Chapter 25:

Chapter 21 – The Garden of Forgotten Names

The Archivist of Lost Eras


They were expelled by a shower of ash. One moment, Yusuf was pushing forward through ash with the faceless child's hand in his own, the Codex pulsing like a receding heart. The next—

Green.

Endless green.

He landed on moss that yielded under his palms like damp cloth. It was rich with the smell of rain-wet earth, although it did not rain. Vines twisted up around him into unnatural forms: arches, pillars, a dome that puffed and drew in its breath.

They weren't vines. Not exactly.

Names passed across them like veins. Words inscribed in curving script, shifting, flickering slightly in the low light. When Yusuf moved closer, he heard them being whispered. A multitude of voices speaking at once, one on top of another, a stream of sound.

The boy pulled at his sleeve. "This place. recalls differently.

Yusuf swallowed. He was on the adjacent vine and a soft whispering voice said:

"Amina

That sudden sound made him jump. That was his mother's name. That image in his mind of her scribbling again fluttered before his eyes—the same image that Memory Eater struggled and could not digest.

He immediately withdrew his hand.

They walked. The garden twisted in unnatural paths, a green puzzle etched in names. Some names burned brilliantly. Some dimmed as if whatever was left was withering. And some were only half-present, as if erased mid-syllable.

Yusuf froze in his steps uponseeing it.

A legible but faintly written owner's name on a fells branch:

Rae.

Letters pulsed weakly, as if fighting against Effacement.

"She's here," Yusuf whispered. His throat was closed. "Some part of her survived." His head stirred. "Only fragments. This place does not contain the entirety. Yusuf pushed toward the name, to anchor it—to remember. The vine retreated, stepping back again, and letters dissolved a second time, drifting beyond recall like mist.

"Wai—at!" His voice broke.

The whispers changed. Hundreds of voices conflicted and died away, but a single sentence lingered in the garden:

"They already have me."

Rae's tone.

Yusuf's knees buckled. It was her farewell, repeating like a wound that could not be cured.

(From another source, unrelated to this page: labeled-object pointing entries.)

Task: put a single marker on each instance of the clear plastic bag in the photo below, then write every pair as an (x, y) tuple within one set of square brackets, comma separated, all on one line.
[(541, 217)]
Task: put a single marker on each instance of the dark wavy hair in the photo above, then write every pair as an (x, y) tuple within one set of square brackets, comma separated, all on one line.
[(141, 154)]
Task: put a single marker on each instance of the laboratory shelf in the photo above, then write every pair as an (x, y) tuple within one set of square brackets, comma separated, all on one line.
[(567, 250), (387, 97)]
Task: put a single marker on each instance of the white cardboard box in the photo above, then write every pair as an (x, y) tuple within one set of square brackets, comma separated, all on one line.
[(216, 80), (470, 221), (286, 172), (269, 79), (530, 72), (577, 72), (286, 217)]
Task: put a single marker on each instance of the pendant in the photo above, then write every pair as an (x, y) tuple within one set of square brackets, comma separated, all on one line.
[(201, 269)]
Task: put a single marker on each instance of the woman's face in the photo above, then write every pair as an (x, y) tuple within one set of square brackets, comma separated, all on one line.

The boy lifted him up. "Yusuf. Listen.

He froze.

From amidst the sea of whispers came a single voice that wound itself up clearer than the rest. One that he hadn't listened to since years back—strong and intentional and weighed down in conviction.

"We

It was his father's voice.

Vines alongside him ignited in chilly white script, and then it was:

Yus.

His own name.

He stumbled backward. The letters pulsed brighter, and with each pulse he felt something leave him—his first taste of bread in the museum’s backroom, the melody of a lullaby he once hummed under his breath.

It was not only recalling. It was reclaiming.

Boy's grip constricted further around his hand. "We need to go. Now.".

But he was unable to move. His father's voice was repeating his call out in his name by the same tone when he was not calling a son—but a student, a shadow.

And all other names began going out of use one after another.

As though something unseen was walking the garden, harvesting them.